Biomass derived alkyl levulinate as a potential additive for aviation turbine fuel (Jet A-1 type): Blend formulations and assessment of physicochemical properties

Abstract

The aviation fuel commonly used in airplane/jet turbine engine is fossil based petroleum fuel that is responsible for the soot, aromatics, particulate matter and greenhouse gases emission. Aviation transportation is severely affecting the Environment and finding as the most challenging sector in fulfilling the mission of decarbonization and net-zero emissions. A paradigm shift from conventional aviation fuels (CAF) to sustainable aviation fuel (SAF) is crucial that can reduce the environmental impact from the aviation emission. This typically involves the biobased or biomass derived carbon base liquid fuels or additives that typically blended to certain proportion in the aviation fuels. In view of this, the present work determines the applicability of various biomass-based alkyl levulinates (methyl, ethyl and butyl) as a potential additive for aviation turbine fuel (ATF).

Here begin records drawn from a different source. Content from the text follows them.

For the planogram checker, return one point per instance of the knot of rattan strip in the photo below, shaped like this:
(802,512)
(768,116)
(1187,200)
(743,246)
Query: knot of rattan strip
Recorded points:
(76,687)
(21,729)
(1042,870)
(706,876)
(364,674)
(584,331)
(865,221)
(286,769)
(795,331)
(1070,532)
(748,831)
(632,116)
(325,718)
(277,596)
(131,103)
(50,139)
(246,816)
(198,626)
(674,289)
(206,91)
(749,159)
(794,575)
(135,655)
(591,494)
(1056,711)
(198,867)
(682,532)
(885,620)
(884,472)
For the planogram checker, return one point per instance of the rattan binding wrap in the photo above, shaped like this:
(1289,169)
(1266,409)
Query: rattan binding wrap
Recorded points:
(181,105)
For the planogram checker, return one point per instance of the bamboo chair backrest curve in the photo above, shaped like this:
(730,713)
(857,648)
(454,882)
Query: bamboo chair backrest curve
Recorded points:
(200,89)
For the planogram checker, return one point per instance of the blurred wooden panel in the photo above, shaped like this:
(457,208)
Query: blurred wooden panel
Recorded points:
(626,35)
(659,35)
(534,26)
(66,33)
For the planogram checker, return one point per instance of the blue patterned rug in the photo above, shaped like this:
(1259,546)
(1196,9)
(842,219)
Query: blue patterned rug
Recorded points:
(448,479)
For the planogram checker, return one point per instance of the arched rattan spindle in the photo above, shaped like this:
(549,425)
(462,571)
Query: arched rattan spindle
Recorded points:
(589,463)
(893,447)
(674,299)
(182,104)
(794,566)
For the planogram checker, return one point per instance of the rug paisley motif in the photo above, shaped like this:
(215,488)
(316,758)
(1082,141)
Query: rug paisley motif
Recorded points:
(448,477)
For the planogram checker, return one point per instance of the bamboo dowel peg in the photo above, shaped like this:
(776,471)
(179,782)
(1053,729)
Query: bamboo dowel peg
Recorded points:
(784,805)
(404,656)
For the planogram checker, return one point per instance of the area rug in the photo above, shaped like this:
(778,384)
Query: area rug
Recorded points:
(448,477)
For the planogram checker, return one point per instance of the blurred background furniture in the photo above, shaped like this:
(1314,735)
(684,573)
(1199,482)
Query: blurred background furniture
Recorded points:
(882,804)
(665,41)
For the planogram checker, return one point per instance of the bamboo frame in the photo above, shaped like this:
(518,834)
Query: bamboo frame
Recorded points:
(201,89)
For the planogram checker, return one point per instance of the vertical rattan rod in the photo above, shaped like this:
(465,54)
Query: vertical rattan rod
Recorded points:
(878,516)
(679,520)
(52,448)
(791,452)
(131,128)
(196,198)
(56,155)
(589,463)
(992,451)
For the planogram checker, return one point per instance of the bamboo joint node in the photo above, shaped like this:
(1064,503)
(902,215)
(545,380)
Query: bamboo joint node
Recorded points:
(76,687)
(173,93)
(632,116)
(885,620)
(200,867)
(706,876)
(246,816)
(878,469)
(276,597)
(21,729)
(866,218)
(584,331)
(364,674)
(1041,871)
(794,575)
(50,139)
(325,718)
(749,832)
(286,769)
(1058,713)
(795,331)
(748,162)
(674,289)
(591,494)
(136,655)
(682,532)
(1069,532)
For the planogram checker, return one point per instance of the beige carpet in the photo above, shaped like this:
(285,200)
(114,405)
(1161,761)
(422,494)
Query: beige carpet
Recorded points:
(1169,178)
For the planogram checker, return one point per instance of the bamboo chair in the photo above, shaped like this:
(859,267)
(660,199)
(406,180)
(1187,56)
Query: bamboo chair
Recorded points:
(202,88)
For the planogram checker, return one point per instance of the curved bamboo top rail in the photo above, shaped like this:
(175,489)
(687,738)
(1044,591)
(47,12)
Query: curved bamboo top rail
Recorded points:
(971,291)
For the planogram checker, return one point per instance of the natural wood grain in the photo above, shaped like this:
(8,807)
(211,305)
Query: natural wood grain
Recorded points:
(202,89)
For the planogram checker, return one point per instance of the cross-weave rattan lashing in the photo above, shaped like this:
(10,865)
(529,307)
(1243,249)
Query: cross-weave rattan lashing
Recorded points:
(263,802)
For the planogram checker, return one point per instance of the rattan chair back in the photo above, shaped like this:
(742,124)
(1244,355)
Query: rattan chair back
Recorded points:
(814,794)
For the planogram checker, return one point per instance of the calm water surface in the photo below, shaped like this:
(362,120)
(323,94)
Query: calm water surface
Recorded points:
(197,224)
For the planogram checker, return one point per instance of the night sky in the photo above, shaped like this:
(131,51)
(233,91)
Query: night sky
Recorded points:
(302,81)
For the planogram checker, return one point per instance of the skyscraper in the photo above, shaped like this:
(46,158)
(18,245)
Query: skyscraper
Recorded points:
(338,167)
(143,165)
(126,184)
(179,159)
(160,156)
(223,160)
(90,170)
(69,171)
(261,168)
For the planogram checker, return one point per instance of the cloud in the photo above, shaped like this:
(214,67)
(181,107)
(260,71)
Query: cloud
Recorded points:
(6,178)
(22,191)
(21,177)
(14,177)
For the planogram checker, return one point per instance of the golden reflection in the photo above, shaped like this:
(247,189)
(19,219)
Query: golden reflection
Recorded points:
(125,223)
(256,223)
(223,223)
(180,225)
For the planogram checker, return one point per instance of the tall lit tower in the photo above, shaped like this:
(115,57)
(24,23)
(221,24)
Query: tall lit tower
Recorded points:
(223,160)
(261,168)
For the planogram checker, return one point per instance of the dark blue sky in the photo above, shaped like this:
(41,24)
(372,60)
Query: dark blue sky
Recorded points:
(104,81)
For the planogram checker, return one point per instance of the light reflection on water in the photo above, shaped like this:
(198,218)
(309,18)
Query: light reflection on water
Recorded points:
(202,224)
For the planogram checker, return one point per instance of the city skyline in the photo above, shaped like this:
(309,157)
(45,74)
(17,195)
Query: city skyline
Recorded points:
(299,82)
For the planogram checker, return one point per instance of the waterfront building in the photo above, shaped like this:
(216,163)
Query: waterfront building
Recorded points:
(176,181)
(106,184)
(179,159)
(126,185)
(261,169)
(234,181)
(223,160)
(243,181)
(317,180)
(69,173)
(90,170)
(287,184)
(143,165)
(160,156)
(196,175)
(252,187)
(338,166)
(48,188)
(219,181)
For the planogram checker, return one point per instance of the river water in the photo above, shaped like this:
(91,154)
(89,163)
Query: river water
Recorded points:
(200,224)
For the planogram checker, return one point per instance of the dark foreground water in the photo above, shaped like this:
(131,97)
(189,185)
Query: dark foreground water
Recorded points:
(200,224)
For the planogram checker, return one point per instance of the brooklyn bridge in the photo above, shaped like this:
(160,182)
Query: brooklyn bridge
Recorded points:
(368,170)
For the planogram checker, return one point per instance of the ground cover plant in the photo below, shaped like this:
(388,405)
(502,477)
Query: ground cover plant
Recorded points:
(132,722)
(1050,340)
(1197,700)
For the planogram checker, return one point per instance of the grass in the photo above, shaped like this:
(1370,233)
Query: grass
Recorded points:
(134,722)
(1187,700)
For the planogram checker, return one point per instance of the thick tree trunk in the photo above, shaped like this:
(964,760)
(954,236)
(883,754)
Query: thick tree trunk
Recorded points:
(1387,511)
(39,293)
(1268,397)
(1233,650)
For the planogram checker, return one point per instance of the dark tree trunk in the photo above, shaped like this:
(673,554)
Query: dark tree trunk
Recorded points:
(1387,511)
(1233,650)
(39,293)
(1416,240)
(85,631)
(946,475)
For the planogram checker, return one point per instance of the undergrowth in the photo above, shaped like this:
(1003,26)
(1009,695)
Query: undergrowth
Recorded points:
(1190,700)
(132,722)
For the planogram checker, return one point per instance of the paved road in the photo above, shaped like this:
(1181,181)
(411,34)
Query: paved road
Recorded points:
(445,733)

Various methyl, ethyl and butyl levulinate blends (0.25–10 %) with aviation fuel are subjected to determine the different properties (density, lubricity, kinematic viscosity, aromatic contents, smoke point emission, copper strip corrosion, freezing point, cetane index, net heat of combustion (energy content), thermal oxidation stability and CO₂ emission). Experimental results showed that, lubricity property, density, smoke point, corrosion inhibition ability, freezing point and kinematic viscosity is improved while aromatic contents, corrosion ability and soot emission decreases for levulinate blended aviation fuel. Interestingly CO₂ emission (kg/L) was determined and calculations suggested that, CO₂ emission was reduced by 8.86 % for the use of levulinate blended aviation fuel. The present laboratory experimental results demonstrated promising scope to use of alkyl levulinate as a potential possible additive for ATF (Jet A-1 type).